Times were hard, though, and in 1959, he and I were put into the St. Joseph’s Catholic Orphanage on North Avenue. It could be a cruel place, and Dewey suffered beatings at the hands of the clergy who ran it. He stood up to them and was brave enough to try to save us all: He even tried to burn the place down.

He grew up fighting in other broken systems: Vermont social welfare, the Waterbury Mental Hospital, the Reform School in Vergennes, the courts.
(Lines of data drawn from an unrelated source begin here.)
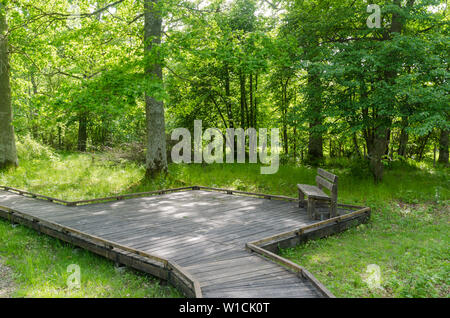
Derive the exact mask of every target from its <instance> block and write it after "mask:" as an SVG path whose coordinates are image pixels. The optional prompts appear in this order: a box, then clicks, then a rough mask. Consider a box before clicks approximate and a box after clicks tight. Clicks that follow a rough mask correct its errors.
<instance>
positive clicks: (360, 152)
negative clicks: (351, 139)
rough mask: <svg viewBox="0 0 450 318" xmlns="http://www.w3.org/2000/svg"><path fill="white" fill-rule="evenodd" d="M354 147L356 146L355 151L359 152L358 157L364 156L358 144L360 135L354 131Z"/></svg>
mask: <svg viewBox="0 0 450 318" xmlns="http://www.w3.org/2000/svg"><path fill="white" fill-rule="evenodd" d="M353 147H354V148H355V153H356V154H357V156H358V158H360V159H361V158H362V155H361V150H360V149H359V145H358V137H357V136H356V133H353Z"/></svg>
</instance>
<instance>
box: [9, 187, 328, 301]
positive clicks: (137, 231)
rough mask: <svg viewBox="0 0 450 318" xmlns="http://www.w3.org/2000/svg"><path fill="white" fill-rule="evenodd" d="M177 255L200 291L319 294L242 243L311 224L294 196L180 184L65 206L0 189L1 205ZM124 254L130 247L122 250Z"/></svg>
mask: <svg viewBox="0 0 450 318" xmlns="http://www.w3.org/2000/svg"><path fill="white" fill-rule="evenodd" d="M1 205H3V206H8V207H9V208H13V209H16V210H18V211H21V212H23V213H25V214H27V215H30V216H32V217H36V218H41V219H43V220H47V221H49V222H55V223H57V224H60V225H62V226H67V227H70V228H74V229H77V230H78V231H81V232H84V233H86V234H88V235H93V236H97V237H101V238H103V239H105V240H108V241H111V242H117V244H121V245H122V246H128V247H130V248H132V249H137V250H140V251H142V252H145V253H149V254H153V255H155V256H160V257H164V258H168V259H170V260H173V261H176V262H177V263H178V264H179V265H181V266H183V267H184V268H185V270H187V271H188V272H189V273H191V275H193V276H194V277H196V278H197V279H198V280H199V281H200V285H201V288H202V292H203V293H204V296H205V297H214V296H219V297H280V296H282V297H319V296H320V293H319V292H318V291H317V290H316V289H315V287H314V286H312V285H311V284H310V283H309V282H308V281H306V280H305V279H303V278H301V277H298V276H297V275H296V274H295V273H292V272H290V271H288V270H287V269H285V268H283V267H281V266H279V265H278V264H276V263H273V262H271V261H268V260H266V259H264V258H261V257H258V256H256V255H254V254H251V253H249V252H248V251H246V250H245V243H247V242H250V241H255V240H260V239H261V238H265V237H267V236H271V235H275V234H278V233H282V232H287V231H292V230H295V229H298V228H299V227H301V226H306V225H309V224H313V223H315V222H316V221H312V220H309V219H308V217H307V215H306V211H305V209H301V208H298V207H297V204H296V203H295V202H289V201H281V200H266V199H262V198H257V197H250V196H239V195H230V194H226V193H220V192H214V191H206V190H205V191H204V190H195V191H180V192H173V193H167V194H163V195H154V196H149V197H137V198H131V199H127V200H121V201H110V202H98V203H95V204H91V205H82V206H77V207H68V206H63V205H58V204H53V203H50V202H47V201H43V200H36V199H33V198H29V197H25V196H21V195H18V194H15V193H11V192H7V191H3V190H0V206H1ZM126 253H130V252H126Z"/></svg>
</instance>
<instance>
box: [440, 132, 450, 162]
mask: <svg viewBox="0 0 450 318" xmlns="http://www.w3.org/2000/svg"><path fill="white" fill-rule="evenodd" d="M448 132H449V130H446V129H441V134H440V136H439V159H438V162H439V163H443V164H447V165H448V144H449V140H448Z"/></svg>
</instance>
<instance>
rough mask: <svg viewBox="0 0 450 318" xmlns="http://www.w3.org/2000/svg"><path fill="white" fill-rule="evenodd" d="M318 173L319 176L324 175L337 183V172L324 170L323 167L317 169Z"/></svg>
mask: <svg viewBox="0 0 450 318" xmlns="http://www.w3.org/2000/svg"><path fill="white" fill-rule="evenodd" d="M317 174H318V175H319V176H322V177H324V178H326V179H328V180H330V181H331V182H332V183H335V182H336V181H337V179H338V177H337V176H336V175H335V174H332V173H331V172H328V171H326V170H323V169H321V168H319V169H317Z"/></svg>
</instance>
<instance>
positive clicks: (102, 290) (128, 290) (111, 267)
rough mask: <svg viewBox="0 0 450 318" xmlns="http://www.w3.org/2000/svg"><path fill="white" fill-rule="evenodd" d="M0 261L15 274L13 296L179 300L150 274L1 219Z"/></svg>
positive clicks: (177, 293)
mask: <svg viewBox="0 0 450 318" xmlns="http://www.w3.org/2000/svg"><path fill="white" fill-rule="evenodd" d="M0 258H1V259H2V262H3V263H4V264H5V265H7V266H9V267H10V268H11V269H12V270H13V271H14V281H15V284H16V285H17V289H16V290H15V292H14V293H13V295H12V296H13V297H46V298H47V297H125V298H126V297H130V298H131V297H158V298H161V297H181V294H180V293H179V292H178V291H177V290H175V289H174V288H172V287H170V286H167V285H161V282H160V281H159V280H158V279H155V278H153V277H151V276H149V275H146V274H144V273H141V272H138V271H134V270H132V269H130V268H125V267H121V268H117V267H116V266H115V265H114V263H113V262H112V261H109V260H107V259H105V258H103V257H100V256H97V255H95V254H93V253H90V252H88V251H86V250H83V249H80V248H76V247H74V246H72V245H70V244H67V243H64V242H62V241H60V240H57V239H53V238H51V237H49V236H46V235H39V234H38V233H36V232H35V231H34V230H31V229H28V228H25V227H23V226H20V225H17V226H13V225H11V224H10V223H9V222H7V221H4V220H0ZM71 264H75V265H78V266H79V267H80V274H81V276H80V278H81V281H80V283H81V286H80V287H81V288H79V289H78V288H69V285H68V283H67V282H68V278H69V275H71V272H68V266H69V265H71Z"/></svg>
Dewey's photo hanging on a wall
  • Dewey's photo hanging on a wall

Despite a rough upbringing and the cruelty of some of the nuns at the orphanage, Dewey grew up to love women, no matter what they looked like. He just did. He had a wonderful girlfriend not long before he died. But he left his home in New Jersey after a disagreement, and he told her he’d be back on his birthday.

He was arrested in Ohio for disturbing the peace. He wound up hanged with his own T-shirt. He’d been beaten. I still have a photo of him in his casket with bruises.

Years ago, I wrote a book. My brother is in it, and so is Martin Luther King Jr. I know God as my witness, and everything happens for a reason.

My brother’s suffering and death should be remembered, and it should not be in vain. His siblings will always remember him.